- Project 1: ESL Article Acquisition
- What I liked: The project was very well-organized and pretty easy to understand, for the most part. The graphs were readable, clear, and colorful. I also took a peek at the first progress report notebook, and the code was simplistic, which is a good thing in my opinion; I have a habit of taking an overcomplicated approach to some projects, so the fact that this student used more simplistic code to filter the data and produce fascinating results gives me hope that this might be a bit easier than I first thought.
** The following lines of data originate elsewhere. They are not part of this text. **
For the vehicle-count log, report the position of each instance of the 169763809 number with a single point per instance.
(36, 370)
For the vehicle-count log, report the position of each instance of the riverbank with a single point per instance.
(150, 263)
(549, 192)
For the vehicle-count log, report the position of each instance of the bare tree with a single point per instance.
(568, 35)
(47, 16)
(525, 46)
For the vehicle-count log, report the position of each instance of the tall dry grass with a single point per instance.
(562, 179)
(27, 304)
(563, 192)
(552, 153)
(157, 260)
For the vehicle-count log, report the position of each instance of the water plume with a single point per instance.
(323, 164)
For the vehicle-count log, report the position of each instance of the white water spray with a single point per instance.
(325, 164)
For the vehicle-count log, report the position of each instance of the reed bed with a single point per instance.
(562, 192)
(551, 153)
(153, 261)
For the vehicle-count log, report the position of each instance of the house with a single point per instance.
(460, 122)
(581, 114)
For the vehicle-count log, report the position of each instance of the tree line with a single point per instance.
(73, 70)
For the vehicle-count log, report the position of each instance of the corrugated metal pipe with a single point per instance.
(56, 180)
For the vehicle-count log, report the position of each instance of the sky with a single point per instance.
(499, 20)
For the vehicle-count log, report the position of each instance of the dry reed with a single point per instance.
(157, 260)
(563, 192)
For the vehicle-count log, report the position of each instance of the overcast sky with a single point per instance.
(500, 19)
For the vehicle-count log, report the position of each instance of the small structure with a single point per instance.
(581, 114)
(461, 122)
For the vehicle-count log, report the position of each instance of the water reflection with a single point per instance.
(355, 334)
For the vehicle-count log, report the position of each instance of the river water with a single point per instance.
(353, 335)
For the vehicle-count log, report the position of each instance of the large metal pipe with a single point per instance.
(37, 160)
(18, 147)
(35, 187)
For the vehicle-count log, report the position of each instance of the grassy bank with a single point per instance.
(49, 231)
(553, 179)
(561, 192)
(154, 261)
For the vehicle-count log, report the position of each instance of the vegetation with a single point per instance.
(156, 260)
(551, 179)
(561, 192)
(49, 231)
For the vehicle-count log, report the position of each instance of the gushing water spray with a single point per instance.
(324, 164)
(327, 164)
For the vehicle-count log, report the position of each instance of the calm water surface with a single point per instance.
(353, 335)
- What could be improved: I feel like it would have helped the project a bit to include more than just the three languages; I feel like there could be some other important parts of article acquisition not just based on whether a language has articles or not, but also what sort of mix of articles a certain L1 has and how that speaker's L1 is apparent in their use of English.
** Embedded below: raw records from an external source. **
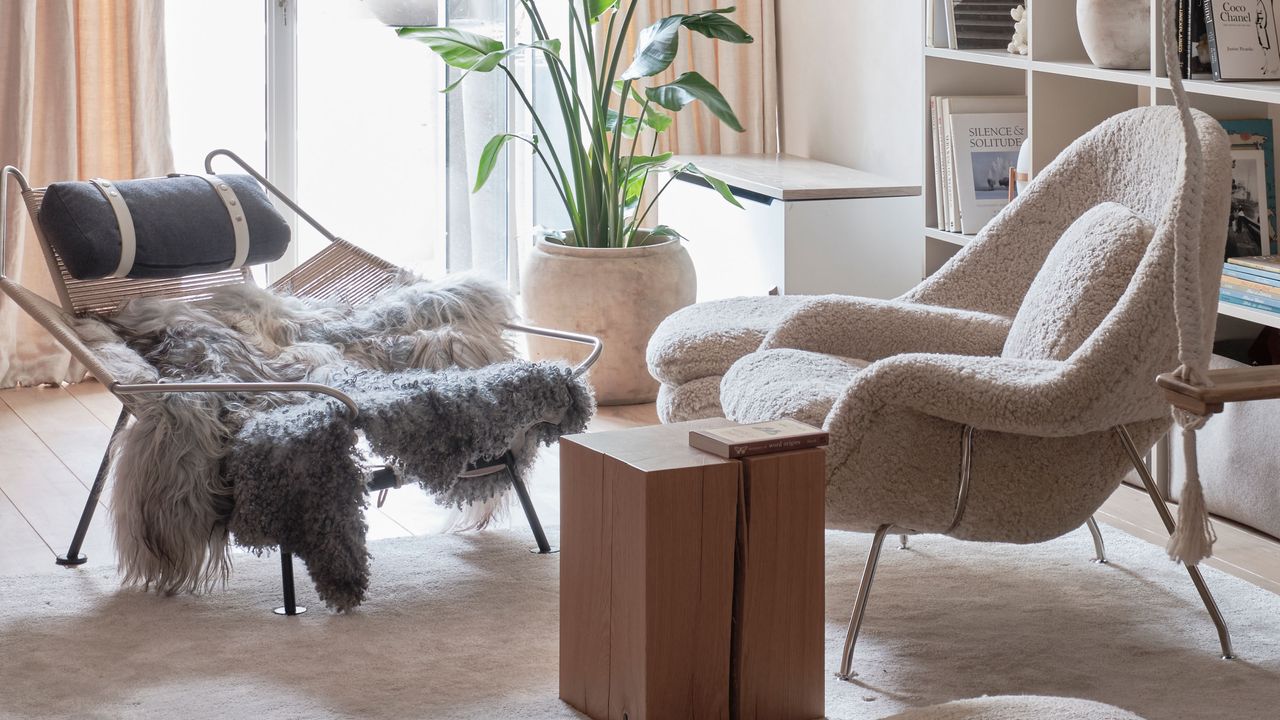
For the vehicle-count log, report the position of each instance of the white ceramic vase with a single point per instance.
(618, 295)
(1116, 33)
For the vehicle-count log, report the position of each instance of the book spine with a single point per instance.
(1249, 304)
(1184, 26)
(938, 197)
(1256, 300)
(1251, 287)
(1252, 276)
(1212, 40)
(1256, 265)
(767, 446)
(949, 168)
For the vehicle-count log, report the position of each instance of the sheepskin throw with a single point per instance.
(429, 365)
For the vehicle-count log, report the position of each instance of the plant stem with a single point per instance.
(551, 145)
(645, 214)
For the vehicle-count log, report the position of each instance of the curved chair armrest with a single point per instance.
(1032, 397)
(161, 388)
(873, 329)
(597, 345)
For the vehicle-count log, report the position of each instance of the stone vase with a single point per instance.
(1116, 33)
(618, 295)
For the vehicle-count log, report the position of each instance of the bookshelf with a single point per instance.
(1066, 96)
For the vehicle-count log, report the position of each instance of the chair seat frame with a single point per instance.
(1148, 482)
(341, 268)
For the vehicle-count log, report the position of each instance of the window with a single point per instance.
(348, 119)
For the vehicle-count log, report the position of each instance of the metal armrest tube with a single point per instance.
(9, 171)
(597, 345)
(159, 388)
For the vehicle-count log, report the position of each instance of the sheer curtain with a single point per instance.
(83, 95)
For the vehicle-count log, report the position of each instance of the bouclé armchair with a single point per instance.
(1006, 396)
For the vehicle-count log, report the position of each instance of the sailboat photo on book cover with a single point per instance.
(986, 147)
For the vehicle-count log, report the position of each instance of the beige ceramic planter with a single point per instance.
(618, 295)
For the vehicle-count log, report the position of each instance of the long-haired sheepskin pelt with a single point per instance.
(429, 364)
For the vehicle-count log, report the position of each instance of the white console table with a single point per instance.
(808, 228)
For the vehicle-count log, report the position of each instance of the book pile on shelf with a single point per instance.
(970, 24)
(976, 144)
(1228, 40)
(1252, 282)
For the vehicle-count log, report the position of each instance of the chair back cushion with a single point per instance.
(1082, 279)
(167, 227)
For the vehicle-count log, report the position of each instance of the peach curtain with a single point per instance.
(83, 95)
(748, 76)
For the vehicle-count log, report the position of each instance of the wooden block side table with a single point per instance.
(691, 586)
(781, 602)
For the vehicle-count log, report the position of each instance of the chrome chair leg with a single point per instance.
(73, 556)
(864, 589)
(1224, 636)
(1100, 548)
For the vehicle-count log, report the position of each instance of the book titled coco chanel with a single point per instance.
(1243, 39)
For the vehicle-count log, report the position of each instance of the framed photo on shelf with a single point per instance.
(1247, 223)
(1258, 133)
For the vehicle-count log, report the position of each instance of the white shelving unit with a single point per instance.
(1068, 96)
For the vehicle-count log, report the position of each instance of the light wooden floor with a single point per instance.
(51, 441)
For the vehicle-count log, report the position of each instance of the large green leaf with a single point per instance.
(489, 156)
(718, 185)
(643, 163)
(597, 8)
(714, 24)
(457, 48)
(656, 49)
(493, 59)
(659, 42)
(654, 119)
(689, 87)
(664, 231)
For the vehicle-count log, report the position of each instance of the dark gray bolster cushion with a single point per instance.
(182, 227)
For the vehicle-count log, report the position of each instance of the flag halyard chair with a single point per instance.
(339, 269)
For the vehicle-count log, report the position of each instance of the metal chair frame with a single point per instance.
(339, 267)
(864, 587)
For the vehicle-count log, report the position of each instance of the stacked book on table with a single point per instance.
(1252, 282)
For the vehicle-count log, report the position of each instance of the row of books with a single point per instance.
(1228, 40)
(970, 24)
(976, 144)
(1252, 282)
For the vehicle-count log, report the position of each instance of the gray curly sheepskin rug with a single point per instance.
(428, 364)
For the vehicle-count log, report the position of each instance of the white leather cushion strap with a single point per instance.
(124, 220)
(236, 213)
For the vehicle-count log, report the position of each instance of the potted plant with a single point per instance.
(608, 274)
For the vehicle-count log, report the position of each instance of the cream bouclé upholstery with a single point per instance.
(1080, 267)
(691, 350)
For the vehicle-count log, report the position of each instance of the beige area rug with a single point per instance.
(465, 627)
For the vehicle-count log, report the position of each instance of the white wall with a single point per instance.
(851, 83)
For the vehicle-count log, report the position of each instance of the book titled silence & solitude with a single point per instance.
(758, 438)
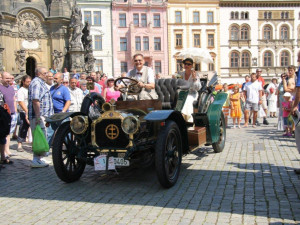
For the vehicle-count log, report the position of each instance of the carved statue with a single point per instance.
(57, 58)
(86, 38)
(21, 59)
(89, 62)
(76, 28)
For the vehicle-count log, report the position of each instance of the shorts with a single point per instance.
(2, 141)
(14, 120)
(249, 106)
(286, 122)
(264, 104)
(225, 111)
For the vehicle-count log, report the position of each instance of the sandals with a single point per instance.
(6, 161)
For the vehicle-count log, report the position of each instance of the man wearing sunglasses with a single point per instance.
(145, 76)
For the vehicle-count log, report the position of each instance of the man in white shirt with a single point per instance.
(76, 96)
(253, 95)
(145, 76)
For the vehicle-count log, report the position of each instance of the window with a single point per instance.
(88, 16)
(284, 59)
(178, 17)
(179, 65)
(244, 33)
(144, 20)
(234, 33)
(123, 44)
(98, 42)
(197, 40)
(146, 43)
(157, 67)
(124, 67)
(138, 43)
(99, 65)
(210, 40)
(156, 19)
(267, 59)
(122, 19)
(267, 33)
(157, 44)
(234, 60)
(284, 33)
(210, 17)
(178, 40)
(136, 20)
(245, 59)
(236, 15)
(196, 17)
(97, 18)
(232, 15)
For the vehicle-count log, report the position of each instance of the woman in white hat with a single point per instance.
(109, 91)
(272, 97)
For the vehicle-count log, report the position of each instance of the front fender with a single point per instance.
(58, 117)
(162, 115)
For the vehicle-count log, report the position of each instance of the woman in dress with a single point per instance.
(109, 91)
(272, 97)
(235, 105)
(190, 75)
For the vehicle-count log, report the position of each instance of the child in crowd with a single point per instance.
(235, 105)
(286, 106)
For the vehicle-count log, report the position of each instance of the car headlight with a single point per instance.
(130, 125)
(79, 124)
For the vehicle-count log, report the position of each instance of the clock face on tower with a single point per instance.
(29, 26)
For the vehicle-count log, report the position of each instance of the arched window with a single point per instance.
(267, 32)
(284, 33)
(234, 33)
(244, 33)
(236, 15)
(284, 59)
(234, 60)
(232, 15)
(245, 59)
(268, 59)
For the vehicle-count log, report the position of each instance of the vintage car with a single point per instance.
(122, 133)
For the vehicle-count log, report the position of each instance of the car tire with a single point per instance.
(220, 144)
(168, 154)
(67, 165)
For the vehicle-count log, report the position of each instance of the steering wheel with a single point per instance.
(131, 86)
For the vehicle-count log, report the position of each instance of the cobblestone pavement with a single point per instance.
(250, 182)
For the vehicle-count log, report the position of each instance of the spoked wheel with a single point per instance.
(168, 154)
(64, 153)
(220, 144)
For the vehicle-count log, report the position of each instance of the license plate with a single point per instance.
(121, 162)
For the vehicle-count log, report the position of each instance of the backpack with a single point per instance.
(5, 119)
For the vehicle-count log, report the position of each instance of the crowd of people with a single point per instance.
(30, 101)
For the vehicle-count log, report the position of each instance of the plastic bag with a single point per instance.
(39, 144)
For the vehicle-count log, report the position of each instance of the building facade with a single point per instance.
(193, 23)
(140, 26)
(33, 33)
(98, 14)
(258, 34)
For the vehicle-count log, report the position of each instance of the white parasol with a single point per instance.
(197, 54)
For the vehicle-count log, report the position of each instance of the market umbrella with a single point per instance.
(197, 54)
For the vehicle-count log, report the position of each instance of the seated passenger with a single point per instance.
(145, 76)
(193, 79)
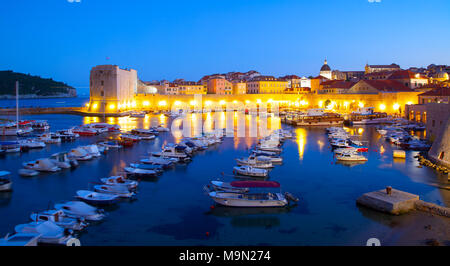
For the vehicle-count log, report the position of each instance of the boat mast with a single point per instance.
(17, 105)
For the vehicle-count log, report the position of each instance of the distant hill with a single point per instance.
(33, 86)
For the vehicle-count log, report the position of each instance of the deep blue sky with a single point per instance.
(187, 39)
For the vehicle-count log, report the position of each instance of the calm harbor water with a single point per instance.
(174, 210)
(50, 102)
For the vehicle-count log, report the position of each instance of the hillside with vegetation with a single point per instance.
(33, 86)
- What I learned: I learned both that a "zero article" exists. I thought there was just an absence of articles in some cases, rather than having a specific term for the absence of an article. Kinda reminds me of the empty set, for anyone familiar with set theory.
- Project 2: Reddit Comment Analysis
- What I liked: Both machine learning and data from social media are super interesting to me, so I was excited to see a project that combined the two. I like how diverse the subreddits chosen for the projects were; I saw r/politics and figured it'd be a very interesting project. I was also impressed with the data cleaning, considering the size of the corpus used.
- What could be improved: I wasn't entirely sure what was being analyzed here; I looked at the project plan, and "linguistic trends" seems a bit vague. I also wasn't really able to figure out what these trends were, but maybe that's because I'm not familiar with the types of graphs that were used. Also, I frequently use Reddit, but not everyone does, so I feel like including a glossary of some sort would have been helpful in the end.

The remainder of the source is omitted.